RE: Getting Over A 2 Year Relationship..how?

Fri Sep 11, 2009 1:36 pm



Quoting CaliAtenza (Reply 79):
she called from a landline, only that it was later that i recognized that it was from her grandmother's house. I do still have her number in my cell, but its not under her name anymore.

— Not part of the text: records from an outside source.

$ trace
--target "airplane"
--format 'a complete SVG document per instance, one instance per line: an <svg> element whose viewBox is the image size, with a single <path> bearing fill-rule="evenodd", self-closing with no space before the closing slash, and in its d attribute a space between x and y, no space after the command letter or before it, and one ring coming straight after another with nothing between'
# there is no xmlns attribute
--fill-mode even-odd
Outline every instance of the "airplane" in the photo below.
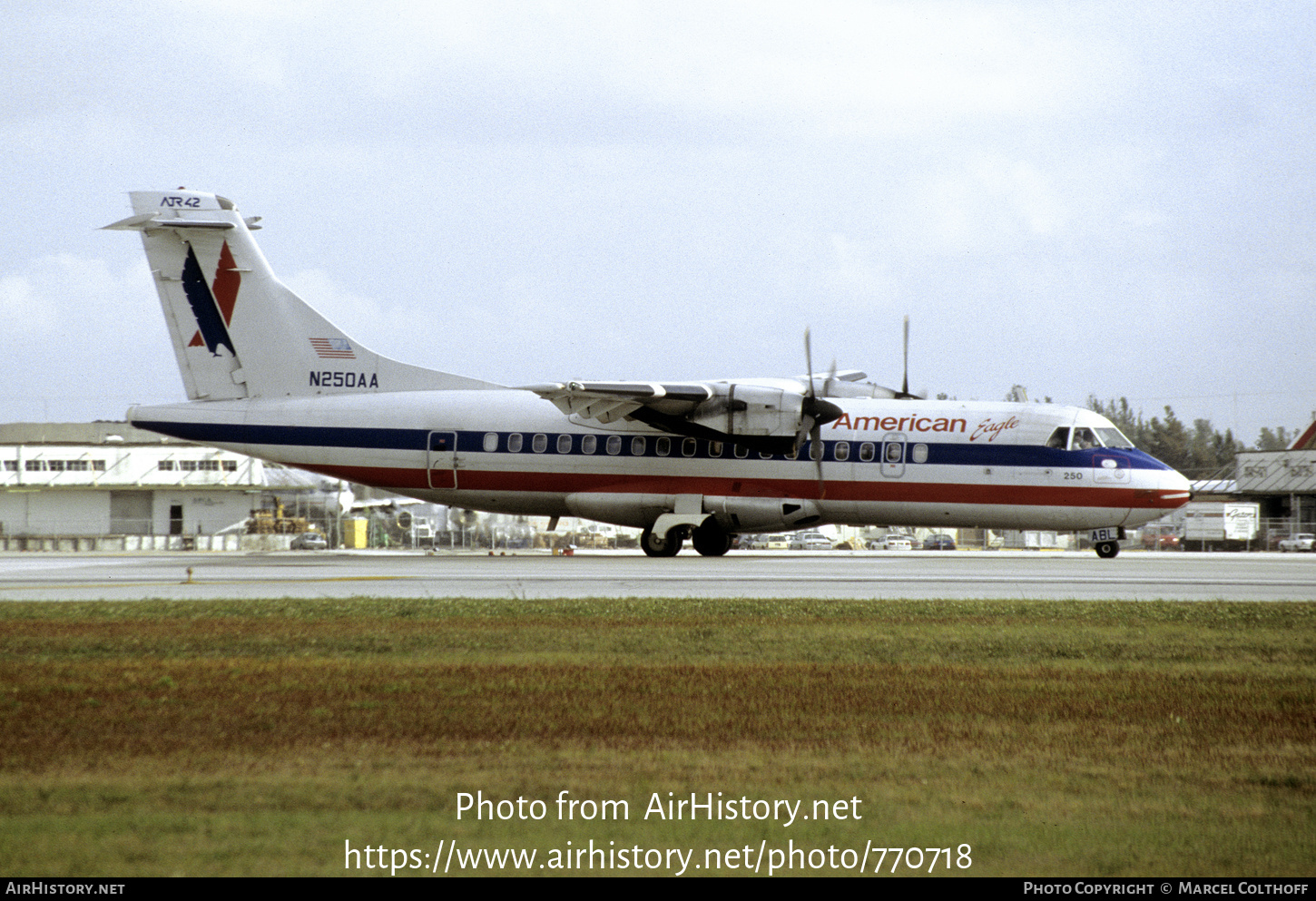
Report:
<svg viewBox="0 0 1316 901"><path fill-rule="evenodd" d="M1107 418L1053 404L929 401L857 371L505 387L400 363L282 284L233 204L130 192L188 401L142 429L434 504L641 529L650 556L824 524L1125 529L1190 499L1187 479Z"/></svg>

It did make me digress a bit from the progress that ive made from getting over her..lol, it was rich when she said.."oh, its ...", like i didnt know off the bat..bah, stupid girl !

If you are still in India, and you are still in the mood to get over stuff, head over to Chandigarh.. spend a few days here, we can drink a couple of beers, talk aircraft, go spotting.. etc etc

Nitin
 
CaliAtenza
Topic Author
Posts: 1686
Joined: Mon Dec 25, 2006 1:43 pm

RE: Getting Over A 2 Year Relationship..how?

Fri Sep 11, 2009 1:40 pm



Quoting Deaphen (Reply 80):

If you are still in India, and you are still in the mood to get over stuff, head over to Chandigarh.. spend a few days here, we can drink a couple of beers, talk aircraft, go spotting.. etc etc

im here for college now...i would seriously come to chandigarh...but im going to Pondicherry next week. Im def up for your offer though, i'll try and make it up there on the next holiday and i'll bring one of my friends too.
 
deaphen
Posts: 1090
Joined: Wed Jul 13, 2005 3:57 am

RE: Getting Over A 2 Year Relationship..how?

Fri Sep 11, 2009 1:44 pm



Quoting CaliAtenza (Reply 81):
m here for college now...i would seriously come to chandigarh...but im going to Pondicherry next week. Im def up for your offer though, i'll try and make it up there on the next holiday and i'll bring one of my friends too

Excellent....btw, where are you at the moment?

email me through my contact profile so that I have your contact details.

Nitin
 
CaliAtenza
Topic Author
Posts: 1686
Joined: Mon Dec 25, 2006 1:43 pm

RE: Getting Over A 2 Year Relationship..how?

Fri Sep 11, 2009 2:21 pm



Quoting Deaphen (Reply 82):

you've got mail  Smile. Anyways yeah, the sooner i can get over her completely, the better. She's still at the back of my head, and im trying to get her out of my head asap!